Sunday, October 16, 2011

Fleeting Permanence of Knowledge on the Web

What an appropriate topic today.

Considering the work I had done yesterday on the list of links for Northern Virginia history resources disappeared along with work I had done days earlier, even without a obvious keystroke, I am too familiar with this concept.

But it was reinforced this evening when looking at the Wikipedia article for IndyCar driver, Dan Wheldon. Wheldon was killed today in a wreck and like thousands of others eager to learn more about him, I Googled him to find out more about the crash and his career. I took note of the Wikipedia entry with the cautionary note: "This article is about a person who has recently died. Some information, such as that pertaining to the circumstances of the person's death and surrounding events, may change as more facts become known."

Amazing how quickly Wikipedia contributors will post info on a famous or infamouse person's death! This was something I paid particular attention to last spring when the death of actor Jeff Conaway was imminent. Conaway had a documented history of substance abuse and was on life support so his actual death was not a surprise and yet following the dozens of changes to his Wikipedia article in the week before his death was sadly fascinating. So bizarre to watch the apparent throwdown among Wikipedia contributors to see who would get his actual death information correct!

Fleeting but correctable.

Thinking back to the times when I would need to get a correction in a newspaper and people would remind me that no one ever reads the corrections. While that might largely be true, at least the facts would get printed in hard copy, there for the permanent record. This consideration remains with me when I consult historical newspaper sources for information and I remind myself to check the issues following a specific news item, just to see if anything had changed. I have found cases of critically ill and injured people who were reported to be dead but actually survived and subsequent clarifications appeared in the paper. But this was more than one hundred years ago. And what about those erroneous reports that were never corrected?

What was the excuse or rush with Jeff Conaway? What was the rush to call the 2000 Presidential election? Tim Russert's clipboard. Wishy-washy headlines. Wrong headlines. Dewey Defeats Truman.

What about the Sago miners? I'm still waiting to hear how that got botched.
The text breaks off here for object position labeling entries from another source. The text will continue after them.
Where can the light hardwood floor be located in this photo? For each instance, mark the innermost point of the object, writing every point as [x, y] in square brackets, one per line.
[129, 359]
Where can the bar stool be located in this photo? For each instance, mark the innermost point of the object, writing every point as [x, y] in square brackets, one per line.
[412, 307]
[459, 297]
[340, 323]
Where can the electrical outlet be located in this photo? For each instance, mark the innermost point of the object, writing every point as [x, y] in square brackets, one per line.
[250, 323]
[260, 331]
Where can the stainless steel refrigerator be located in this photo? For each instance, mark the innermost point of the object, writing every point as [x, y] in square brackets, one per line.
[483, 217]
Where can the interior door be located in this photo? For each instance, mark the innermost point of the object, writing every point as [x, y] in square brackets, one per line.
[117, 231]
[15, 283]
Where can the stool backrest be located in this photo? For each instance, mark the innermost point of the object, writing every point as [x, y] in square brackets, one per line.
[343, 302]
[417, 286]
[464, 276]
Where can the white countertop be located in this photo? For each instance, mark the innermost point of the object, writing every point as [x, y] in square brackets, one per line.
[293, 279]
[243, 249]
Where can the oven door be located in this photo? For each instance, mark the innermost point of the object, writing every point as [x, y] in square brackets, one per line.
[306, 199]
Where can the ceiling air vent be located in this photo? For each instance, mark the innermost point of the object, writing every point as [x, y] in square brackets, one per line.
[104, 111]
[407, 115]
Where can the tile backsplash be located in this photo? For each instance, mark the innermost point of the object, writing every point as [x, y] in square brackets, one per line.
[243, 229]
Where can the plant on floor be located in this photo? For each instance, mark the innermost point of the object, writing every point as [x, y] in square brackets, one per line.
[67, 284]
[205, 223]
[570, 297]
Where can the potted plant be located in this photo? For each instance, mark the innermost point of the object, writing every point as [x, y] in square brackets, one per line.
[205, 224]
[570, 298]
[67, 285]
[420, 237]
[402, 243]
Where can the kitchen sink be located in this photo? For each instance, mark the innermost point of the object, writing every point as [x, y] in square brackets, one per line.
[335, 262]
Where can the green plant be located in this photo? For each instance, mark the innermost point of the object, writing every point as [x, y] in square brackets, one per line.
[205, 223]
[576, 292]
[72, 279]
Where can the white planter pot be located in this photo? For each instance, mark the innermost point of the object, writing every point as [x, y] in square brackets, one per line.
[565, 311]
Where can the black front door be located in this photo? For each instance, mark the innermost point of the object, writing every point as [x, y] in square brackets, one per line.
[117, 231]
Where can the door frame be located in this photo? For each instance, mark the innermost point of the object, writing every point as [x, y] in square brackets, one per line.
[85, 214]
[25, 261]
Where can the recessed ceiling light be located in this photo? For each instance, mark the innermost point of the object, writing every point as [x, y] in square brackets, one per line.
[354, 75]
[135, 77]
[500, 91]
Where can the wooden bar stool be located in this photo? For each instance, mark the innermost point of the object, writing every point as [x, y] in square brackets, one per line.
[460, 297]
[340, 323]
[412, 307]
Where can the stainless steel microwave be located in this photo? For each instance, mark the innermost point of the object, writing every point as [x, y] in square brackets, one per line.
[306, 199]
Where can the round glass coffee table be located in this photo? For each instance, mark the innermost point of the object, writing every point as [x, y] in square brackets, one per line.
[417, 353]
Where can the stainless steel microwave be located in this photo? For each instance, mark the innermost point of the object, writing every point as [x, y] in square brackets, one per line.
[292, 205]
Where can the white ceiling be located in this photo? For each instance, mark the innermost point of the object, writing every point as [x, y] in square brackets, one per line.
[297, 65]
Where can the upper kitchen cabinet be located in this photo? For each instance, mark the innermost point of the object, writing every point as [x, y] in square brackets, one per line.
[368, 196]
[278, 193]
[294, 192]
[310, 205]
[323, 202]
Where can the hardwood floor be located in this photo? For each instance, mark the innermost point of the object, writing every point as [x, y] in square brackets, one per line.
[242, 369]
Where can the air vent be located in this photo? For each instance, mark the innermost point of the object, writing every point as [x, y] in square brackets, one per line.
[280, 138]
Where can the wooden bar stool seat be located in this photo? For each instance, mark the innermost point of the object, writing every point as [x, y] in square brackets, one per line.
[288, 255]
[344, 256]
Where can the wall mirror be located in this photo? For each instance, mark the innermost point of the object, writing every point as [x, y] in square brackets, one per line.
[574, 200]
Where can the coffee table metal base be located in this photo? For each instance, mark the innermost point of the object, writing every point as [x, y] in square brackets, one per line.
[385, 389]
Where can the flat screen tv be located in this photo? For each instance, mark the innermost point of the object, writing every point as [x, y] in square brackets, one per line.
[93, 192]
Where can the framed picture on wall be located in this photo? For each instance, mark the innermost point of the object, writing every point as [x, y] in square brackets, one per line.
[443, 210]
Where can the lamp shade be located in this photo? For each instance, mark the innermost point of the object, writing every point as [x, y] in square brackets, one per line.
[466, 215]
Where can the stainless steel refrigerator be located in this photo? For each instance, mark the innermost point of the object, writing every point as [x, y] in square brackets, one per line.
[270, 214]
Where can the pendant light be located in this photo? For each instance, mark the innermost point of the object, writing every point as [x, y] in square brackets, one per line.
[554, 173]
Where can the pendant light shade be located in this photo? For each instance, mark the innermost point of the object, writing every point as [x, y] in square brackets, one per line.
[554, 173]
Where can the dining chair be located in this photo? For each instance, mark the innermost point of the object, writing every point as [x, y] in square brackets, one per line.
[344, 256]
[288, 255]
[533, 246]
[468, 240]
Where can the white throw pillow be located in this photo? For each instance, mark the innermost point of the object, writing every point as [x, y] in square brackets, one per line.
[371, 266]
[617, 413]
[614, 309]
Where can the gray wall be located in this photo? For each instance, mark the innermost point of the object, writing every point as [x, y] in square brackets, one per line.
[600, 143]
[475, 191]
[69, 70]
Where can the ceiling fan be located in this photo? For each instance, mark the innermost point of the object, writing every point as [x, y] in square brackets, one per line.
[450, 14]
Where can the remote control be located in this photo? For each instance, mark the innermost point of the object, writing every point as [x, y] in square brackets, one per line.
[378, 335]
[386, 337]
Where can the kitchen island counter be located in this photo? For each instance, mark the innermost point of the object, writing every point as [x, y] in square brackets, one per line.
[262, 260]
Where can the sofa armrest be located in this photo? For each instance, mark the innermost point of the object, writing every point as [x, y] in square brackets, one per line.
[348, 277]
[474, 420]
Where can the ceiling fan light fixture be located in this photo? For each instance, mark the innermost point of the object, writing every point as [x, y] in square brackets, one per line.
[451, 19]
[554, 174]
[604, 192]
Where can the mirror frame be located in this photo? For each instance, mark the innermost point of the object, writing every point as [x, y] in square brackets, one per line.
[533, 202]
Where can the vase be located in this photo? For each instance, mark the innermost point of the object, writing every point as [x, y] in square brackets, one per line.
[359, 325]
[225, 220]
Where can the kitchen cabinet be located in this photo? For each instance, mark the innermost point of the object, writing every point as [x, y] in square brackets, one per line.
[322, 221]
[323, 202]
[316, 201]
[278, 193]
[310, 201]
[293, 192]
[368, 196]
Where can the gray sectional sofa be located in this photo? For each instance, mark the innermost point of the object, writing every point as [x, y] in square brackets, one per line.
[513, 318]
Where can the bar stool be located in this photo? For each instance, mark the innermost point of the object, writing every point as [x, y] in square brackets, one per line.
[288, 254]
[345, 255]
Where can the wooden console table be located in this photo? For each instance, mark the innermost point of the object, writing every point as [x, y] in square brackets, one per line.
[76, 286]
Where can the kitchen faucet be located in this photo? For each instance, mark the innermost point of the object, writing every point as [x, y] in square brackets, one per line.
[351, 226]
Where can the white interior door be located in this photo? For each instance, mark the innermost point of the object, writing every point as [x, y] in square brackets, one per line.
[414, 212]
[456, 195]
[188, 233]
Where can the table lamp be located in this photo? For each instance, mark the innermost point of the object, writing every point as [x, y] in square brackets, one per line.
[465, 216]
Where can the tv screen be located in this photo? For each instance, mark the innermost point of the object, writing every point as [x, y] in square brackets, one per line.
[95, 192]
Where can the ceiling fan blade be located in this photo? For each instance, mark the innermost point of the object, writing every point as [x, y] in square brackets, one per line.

I value instant access to information and still I question all information, evaluating and balancing information and the sources of information. Where did it come from? What do I know about the source? What is the source's motive for sharing the information? In a year or twenty years from now, will this information be perceived as accurate?

So Jeff Conaway, Dan Wheldon, Tim Russert and twelve Sago miners are still dead. Web entries, articles newspapers and other sources for information still get clarified, corrected, updated and deleted.